Это была сотня из вифинийской алы, которую префект отправил на разведку местности. Они скакали быстро, рассыпавшись по степи неплотным клином. Поднятая копытами лошадей пыль скрывала задние ряды отряда, и ее серая клубящаяся масса не позволяла что-либо разглядеть. Возможно, всадники уходили от преследования, но, скорее всего, спешили с какими-то срочными известиями. Лукан увидел, как напряглись лица Котиса и Аквилы, как вздулись вены на их загорелых шеях. Сам он подумал о Мании Марциале, алу которого префект определил в арьергард – замыкать колонну их войска во время движения и прикрывать ее в случае внезапного обхода врага. В то, что отряды Митридата могут зайти им в тыл, Маний не верил (потому и нервничал по поводу отведенной ему Аквилой роли), а вот Гай такой возможности не исключал и в этом отношении был полностью солидарен с префектом.

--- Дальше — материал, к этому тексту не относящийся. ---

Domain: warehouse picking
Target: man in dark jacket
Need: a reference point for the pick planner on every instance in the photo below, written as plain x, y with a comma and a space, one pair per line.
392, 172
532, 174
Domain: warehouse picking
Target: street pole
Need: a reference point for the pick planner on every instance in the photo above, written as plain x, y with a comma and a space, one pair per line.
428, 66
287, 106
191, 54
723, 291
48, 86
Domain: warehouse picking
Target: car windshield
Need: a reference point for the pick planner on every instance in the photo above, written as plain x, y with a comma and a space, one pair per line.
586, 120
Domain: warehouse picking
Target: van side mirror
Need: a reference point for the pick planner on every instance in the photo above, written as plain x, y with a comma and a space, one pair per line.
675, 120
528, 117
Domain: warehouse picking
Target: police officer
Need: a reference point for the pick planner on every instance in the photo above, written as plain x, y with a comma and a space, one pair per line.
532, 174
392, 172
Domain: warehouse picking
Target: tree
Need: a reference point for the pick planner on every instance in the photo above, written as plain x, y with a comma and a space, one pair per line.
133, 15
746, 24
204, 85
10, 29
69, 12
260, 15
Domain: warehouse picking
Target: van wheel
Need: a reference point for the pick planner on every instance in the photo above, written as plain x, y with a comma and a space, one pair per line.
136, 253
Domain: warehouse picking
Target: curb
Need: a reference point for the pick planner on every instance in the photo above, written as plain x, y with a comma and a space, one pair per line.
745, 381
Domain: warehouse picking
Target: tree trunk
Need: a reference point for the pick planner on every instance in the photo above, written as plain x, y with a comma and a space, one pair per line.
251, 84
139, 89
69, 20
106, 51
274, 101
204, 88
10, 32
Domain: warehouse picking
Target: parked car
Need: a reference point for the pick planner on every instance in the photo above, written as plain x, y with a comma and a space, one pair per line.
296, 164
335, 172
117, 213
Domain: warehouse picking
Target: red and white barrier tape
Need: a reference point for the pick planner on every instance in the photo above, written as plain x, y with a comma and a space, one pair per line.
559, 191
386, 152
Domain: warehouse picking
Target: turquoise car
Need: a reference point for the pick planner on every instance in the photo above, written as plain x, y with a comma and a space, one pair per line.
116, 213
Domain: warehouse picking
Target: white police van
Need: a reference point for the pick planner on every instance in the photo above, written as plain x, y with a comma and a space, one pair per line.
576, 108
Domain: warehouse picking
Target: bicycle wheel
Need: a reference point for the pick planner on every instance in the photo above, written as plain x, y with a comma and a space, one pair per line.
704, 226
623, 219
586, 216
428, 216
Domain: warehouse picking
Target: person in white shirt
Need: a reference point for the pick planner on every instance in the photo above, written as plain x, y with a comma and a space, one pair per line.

Однако, зная упрямство и легкую вспыльчивость приятеля, он попытался объяснить ему решение командира тем, что кавалеристы Марциала пока еще не имеют реального боевого опыта. И, судя по угрюмому молчанию друга, его слова возымели на того действие.

– Встретимся на поле боя! – подбодрил его Лукан, когда их войско строилось за пределами лагеря для марша.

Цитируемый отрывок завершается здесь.